His idea was to produce a very slender column 50m high that would move “interestingly” in even the lightest of airs. The structure was to have an array of high intensity lights at the top, forming either words or interesting flashing sequences at the top and was to be positioned on the Riverside development at Canary Wharf, London.
It is one thing to produce a freestanding mast 50 m high. It is a more interesting challenge to make it move as much as possible in light winds while ensuring that it will survive the gusting winds generated between the tall buildings that make up the Canary Wharf and Riverside developments.
Generating the maximum movement at low wind speeds requires low bending stiffness for the mast. Slender flexible masts can fail by buckling under their own weight even without any wind loads. The aim of our design was to generate the maximum wind movement by designing the mast to be close to buckling, while maintaining the minimum acceptable safety margins on buckling.
Surviving High Winds
Designing the mast to survive high winds required a different strategy. The high flexibility of the mast is a positive advantage in this case since the drag loads cause the top of the mast to bend over a considerable distance and trail off downwind, just like a blade of grass in the wind.
It is the reduction in effective height and frontal area that keeps the maximum bending loads low. This is one situation where adding more material would stiffen the mast, increase the bending loads and, probably, result in the strength margins on the mast being reduced.

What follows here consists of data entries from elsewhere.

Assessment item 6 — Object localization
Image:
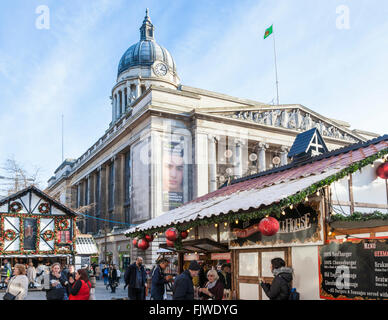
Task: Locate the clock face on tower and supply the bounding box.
[154,63,167,77]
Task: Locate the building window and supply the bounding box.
[108,162,115,211]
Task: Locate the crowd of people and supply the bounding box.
[1,259,96,300]
[2,257,293,300]
[124,257,231,300]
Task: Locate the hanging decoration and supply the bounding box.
[58,219,70,231]
[38,202,50,214]
[144,234,154,242]
[4,229,16,241]
[181,231,189,240]
[137,239,150,251]
[259,217,279,237]
[376,162,388,179]
[166,228,178,241]
[166,239,175,248]
[9,201,23,212]
[42,230,55,241]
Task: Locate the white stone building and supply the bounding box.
[46,11,377,264]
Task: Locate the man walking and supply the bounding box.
[124,257,147,300]
[151,258,172,300]
[173,261,200,300]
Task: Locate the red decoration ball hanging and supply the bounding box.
[165,228,178,241]
[137,239,150,250]
[166,239,175,248]
[376,162,388,179]
[259,217,279,237]
[144,234,154,242]
[181,231,189,240]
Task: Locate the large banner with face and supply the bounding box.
[162,123,191,212]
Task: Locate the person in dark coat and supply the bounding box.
[124,257,147,300]
[108,266,117,293]
[199,270,224,300]
[218,263,232,289]
[151,258,172,300]
[260,258,293,300]
[172,261,200,300]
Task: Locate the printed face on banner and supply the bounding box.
[162,136,187,211]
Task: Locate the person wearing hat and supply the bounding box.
[172,261,200,300]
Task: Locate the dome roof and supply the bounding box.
[117,9,176,76]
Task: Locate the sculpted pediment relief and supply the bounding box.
[212,108,360,143]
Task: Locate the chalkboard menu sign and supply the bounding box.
[319,238,388,299]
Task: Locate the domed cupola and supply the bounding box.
[111,9,180,125]
[117,9,179,84]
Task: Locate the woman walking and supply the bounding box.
[198,270,224,300]
[46,262,69,300]
[27,262,36,288]
[69,269,92,300]
[4,264,28,300]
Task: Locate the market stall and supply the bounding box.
[126,129,388,300]
[0,186,76,278]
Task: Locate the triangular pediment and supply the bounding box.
[201,105,365,143]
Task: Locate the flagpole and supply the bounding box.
[273,32,279,105]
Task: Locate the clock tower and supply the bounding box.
[111,9,180,125]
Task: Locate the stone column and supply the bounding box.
[208,136,218,192]
[112,154,125,222]
[257,142,269,172]
[234,139,243,178]
[193,130,209,198]
[120,88,125,115]
[280,146,290,166]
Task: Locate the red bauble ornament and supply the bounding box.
[259,217,279,237]
[166,239,175,248]
[137,239,150,250]
[165,228,178,241]
[144,234,154,242]
[181,231,189,239]
[376,162,388,179]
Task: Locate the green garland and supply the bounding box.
[126,148,388,246]
[330,210,388,222]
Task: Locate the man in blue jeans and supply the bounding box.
[151,258,172,300]
[102,264,109,285]
[124,257,147,300]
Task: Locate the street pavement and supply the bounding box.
[0,280,128,300]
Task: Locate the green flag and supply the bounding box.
[264,25,273,39]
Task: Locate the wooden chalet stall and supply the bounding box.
[126,129,388,300]
[0,186,76,267]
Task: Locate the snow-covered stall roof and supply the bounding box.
[125,135,388,235]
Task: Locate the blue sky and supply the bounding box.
[0,0,388,187]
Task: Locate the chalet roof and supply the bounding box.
[0,186,77,216]
[125,135,388,235]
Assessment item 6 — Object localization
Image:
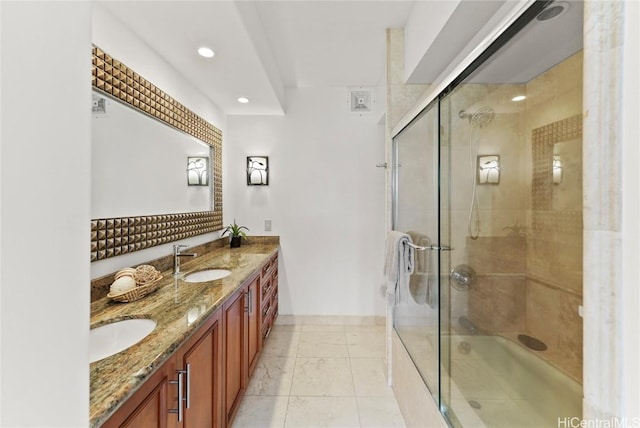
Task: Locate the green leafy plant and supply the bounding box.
[220,218,249,239]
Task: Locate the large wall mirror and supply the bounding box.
[91,47,222,261]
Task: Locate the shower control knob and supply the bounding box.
[449,265,476,291]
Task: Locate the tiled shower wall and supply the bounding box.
[465,52,583,381]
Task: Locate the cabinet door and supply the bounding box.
[179,315,221,428]
[246,278,262,381]
[102,362,168,428]
[223,287,247,426]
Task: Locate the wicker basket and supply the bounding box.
[107,275,162,303]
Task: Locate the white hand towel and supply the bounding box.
[384,230,414,302]
[407,231,433,307]
[384,231,414,386]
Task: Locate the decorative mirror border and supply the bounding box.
[91,211,221,262]
[91,45,222,261]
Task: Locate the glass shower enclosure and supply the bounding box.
[393,2,583,427]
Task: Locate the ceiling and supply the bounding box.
[98,0,582,115]
[99,0,413,115]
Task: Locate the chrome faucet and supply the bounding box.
[173,245,198,275]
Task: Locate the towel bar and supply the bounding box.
[407,242,453,251]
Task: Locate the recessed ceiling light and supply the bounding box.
[198,46,216,58]
[536,1,569,21]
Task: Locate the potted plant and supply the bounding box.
[220,218,249,248]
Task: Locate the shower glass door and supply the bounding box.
[393,105,447,410]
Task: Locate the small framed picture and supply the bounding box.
[247,156,269,186]
[187,156,209,186]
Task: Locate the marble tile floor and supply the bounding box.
[232,325,405,428]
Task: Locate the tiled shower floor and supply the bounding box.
[233,325,405,428]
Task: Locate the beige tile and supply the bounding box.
[351,358,393,397]
[469,275,526,333]
[284,396,360,428]
[291,358,354,397]
[346,330,386,358]
[527,281,560,350]
[232,396,289,428]
[245,355,296,395]
[300,324,344,333]
[297,331,349,358]
[356,397,405,428]
[262,330,300,357]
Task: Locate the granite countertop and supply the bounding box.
[89,243,278,427]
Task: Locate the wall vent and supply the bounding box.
[349,87,376,114]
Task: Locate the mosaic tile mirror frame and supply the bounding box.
[91,45,222,262]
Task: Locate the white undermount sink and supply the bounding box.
[182,269,231,282]
[89,318,156,363]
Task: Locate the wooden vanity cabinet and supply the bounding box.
[102,255,278,428]
[260,254,278,341]
[102,366,170,428]
[223,275,262,426]
[168,312,223,428]
[102,312,223,428]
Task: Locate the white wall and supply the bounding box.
[0,1,91,427]
[225,88,385,316]
[91,4,231,278]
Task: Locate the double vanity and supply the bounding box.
[90,238,278,427]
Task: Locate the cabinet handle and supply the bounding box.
[169,370,185,422]
[185,363,191,409]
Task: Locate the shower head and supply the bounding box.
[458,106,496,128]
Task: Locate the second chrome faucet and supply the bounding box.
[173,245,198,275]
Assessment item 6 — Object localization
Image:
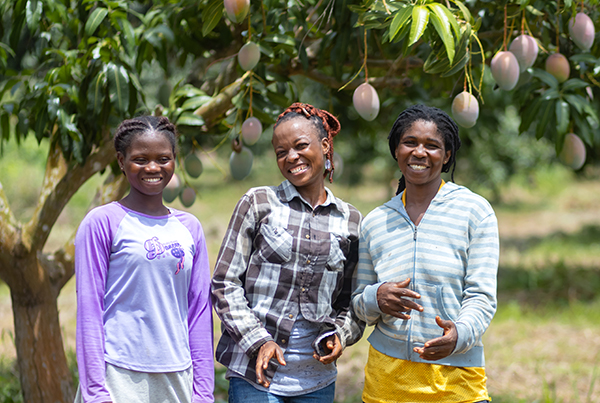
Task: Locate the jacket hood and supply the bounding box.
[383,182,465,216]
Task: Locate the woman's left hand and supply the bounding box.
[313,333,344,365]
[413,316,458,361]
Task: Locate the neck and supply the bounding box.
[120,189,169,216]
[296,183,327,209]
[404,177,442,206]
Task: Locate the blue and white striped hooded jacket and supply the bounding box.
[352,183,499,367]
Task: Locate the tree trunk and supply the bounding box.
[12,298,75,403]
[11,256,74,403]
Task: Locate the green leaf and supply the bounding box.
[0,113,10,140]
[429,3,460,38]
[177,112,204,126]
[202,0,223,36]
[389,5,413,42]
[267,91,290,108]
[429,5,454,64]
[540,88,560,101]
[88,71,106,114]
[565,94,588,114]
[119,18,135,52]
[106,63,129,113]
[562,78,590,91]
[450,0,474,25]
[408,6,429,46]
[519,97,542,133]
[531,68,558,88]
[181,95,212,111]
[535,101,554,140]
[85,7,108,36]
[555,99,569,134]
[34,108,48,143]
[264,34,296,46]
[25,0,43,32]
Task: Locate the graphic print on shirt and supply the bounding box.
[144,237,185,275]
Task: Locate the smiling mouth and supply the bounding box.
[290,164,308,174]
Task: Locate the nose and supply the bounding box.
[286,148,298,161]
[413,144,427,157]
[146,161,160,172]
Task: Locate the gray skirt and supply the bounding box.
[75,363,193,403]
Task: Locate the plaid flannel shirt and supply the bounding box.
[212,181,364,382]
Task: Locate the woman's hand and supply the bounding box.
[377,278,423,319]
[413,316,458,361]
[256,341,285,388]
[313,333,344,365]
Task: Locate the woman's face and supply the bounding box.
[117,132,175,196]
[396,120,451,189]
[272,117,329,190]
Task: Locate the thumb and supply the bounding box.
[435,316,452,333]
[275,348,286,365]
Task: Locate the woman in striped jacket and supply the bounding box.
[352,105,499,403]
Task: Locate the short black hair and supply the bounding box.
[388,104,460,194]
[114,116,177,155]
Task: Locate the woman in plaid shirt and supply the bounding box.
[212,103,364,403]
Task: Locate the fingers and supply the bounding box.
[313,334,343,365]
[435,316,454,333]
[275,346,286,366]
[255,341,286,388]
[413,316,458,361]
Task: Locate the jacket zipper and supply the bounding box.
[406,222,418,361]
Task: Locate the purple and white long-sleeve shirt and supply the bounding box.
[75,202,214,403]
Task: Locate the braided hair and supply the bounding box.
[388,105,460,194]
[114,116,177,155]
[273,102,341,183]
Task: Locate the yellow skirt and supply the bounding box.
[362,346,491,403]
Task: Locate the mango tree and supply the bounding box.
[0,0,600,403]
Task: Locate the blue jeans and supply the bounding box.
[229,378,335,403]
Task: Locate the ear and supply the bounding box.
[321,137,331,155]
[444,150,452,165]
[117,151,125,173]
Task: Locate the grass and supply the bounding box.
[0,138,600,403]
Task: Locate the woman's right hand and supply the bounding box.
[377,278,423,319]
[256,341,285,388]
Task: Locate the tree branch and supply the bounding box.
[194,74,246,127]
[22,128,115,251]
[38,173,129,291]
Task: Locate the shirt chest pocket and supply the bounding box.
[327,234,350,271]
[254,224,294,264]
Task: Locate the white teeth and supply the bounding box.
[290,165,308,174]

Various studies were undertaken at a preliminary stage to check the feasibility of the design ideas. What we were trying to achieve was a balance between the selfweight of the mast, the amount of drag generated in light/ heavy airs and the stiffness and strength of the mast.
Very careful tailoring of the laminate stiffness, through material type and orientation, coupled with optimisation of the geometry, in conjunction with the designer, was therefore required.

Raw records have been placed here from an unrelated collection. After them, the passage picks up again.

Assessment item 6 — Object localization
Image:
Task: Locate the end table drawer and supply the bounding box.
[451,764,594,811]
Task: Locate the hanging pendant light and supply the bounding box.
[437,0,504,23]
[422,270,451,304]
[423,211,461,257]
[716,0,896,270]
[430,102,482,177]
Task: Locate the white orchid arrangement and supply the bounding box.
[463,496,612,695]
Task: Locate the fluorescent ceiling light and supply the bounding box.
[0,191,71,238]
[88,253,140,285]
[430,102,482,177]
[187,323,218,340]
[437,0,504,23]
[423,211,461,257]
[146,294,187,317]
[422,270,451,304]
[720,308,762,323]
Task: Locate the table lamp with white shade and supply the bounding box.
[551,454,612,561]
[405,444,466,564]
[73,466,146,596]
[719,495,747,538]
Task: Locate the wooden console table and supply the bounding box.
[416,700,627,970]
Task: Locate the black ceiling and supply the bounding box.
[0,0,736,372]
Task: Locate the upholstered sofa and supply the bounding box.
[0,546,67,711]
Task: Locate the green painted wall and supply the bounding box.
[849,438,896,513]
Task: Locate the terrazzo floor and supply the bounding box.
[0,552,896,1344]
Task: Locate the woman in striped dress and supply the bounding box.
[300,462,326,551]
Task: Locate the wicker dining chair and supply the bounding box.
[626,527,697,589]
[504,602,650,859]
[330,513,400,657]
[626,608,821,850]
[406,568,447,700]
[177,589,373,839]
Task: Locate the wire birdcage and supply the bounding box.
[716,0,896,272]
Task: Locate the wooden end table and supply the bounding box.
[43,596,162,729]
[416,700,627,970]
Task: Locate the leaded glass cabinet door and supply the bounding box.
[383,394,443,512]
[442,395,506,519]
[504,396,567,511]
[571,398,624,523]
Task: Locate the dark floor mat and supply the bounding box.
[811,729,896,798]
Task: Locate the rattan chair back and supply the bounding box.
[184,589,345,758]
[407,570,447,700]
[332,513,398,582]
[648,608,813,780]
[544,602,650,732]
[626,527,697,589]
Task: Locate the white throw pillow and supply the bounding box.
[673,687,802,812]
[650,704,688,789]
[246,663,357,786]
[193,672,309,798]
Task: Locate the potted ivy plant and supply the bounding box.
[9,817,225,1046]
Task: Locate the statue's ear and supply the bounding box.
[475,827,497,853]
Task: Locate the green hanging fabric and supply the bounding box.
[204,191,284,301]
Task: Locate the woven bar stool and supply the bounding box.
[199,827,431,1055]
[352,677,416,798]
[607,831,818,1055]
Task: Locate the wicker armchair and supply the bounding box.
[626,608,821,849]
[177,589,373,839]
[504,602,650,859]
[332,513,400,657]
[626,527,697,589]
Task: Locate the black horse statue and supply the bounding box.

This led to a design with a base diameter of 400 mm and a top diameter of 80 mm with an approximately linear taper over the height. The materials selected were glass and epoxy with some UD carbon tapes used to ëtuneí the final design.
Aerodynamic Effects
As the aerodynamic effects of the wind on these types of structures are not well documented, a review of the basic wind calculations was undertaken by BMT (formerly National Physical Laboratory, Teddington) to provide increased confidence in the basic design. Composite construction in this particular application offers some considerable advantages over the use of metal, firstly in providing a laminate with high allowable strains, and secondly in allowing the fatigue life of the component to be maintained whilst achieving large deflections. As part of the assurance system the laminate incorporates fibre optic sensors which allow the strain in the mast to be monitored during or after a storm.
Mast Anchorage System
The mast is anchored to the ground by twelve bolts fitted though tubes which are bonded around the base of the mast. These bolts are anchored into a hinged steel plate, which allows the mast to be lowered for maintenance if required. The complete anchoring system is fitted below pavement level to provide the impression that the Windwand sprouts directly from the earth.
Analysis of the mast shows that the tip moves as much as 4 m off upright in 11 mph winds and in storm conditions the mast tip will trail downwind as much as 26 m. The extreme flexibility of the mast was evident during its installation. When the mast was lifted at its centre of gravity, approximately 15 m. from the base, the tip did not leave the ground until the C of G had been lifted over 9 metres.
The mast was installed at Westferry Circus in the Canary Wharf development in mid December 1999 and has already experienced several periods of high winds. The architects Ron Arad and his associate Barnaby Gunning have both expressed their satisfaction that the movement of the mast has amply fulfilled their “interesting” criteria.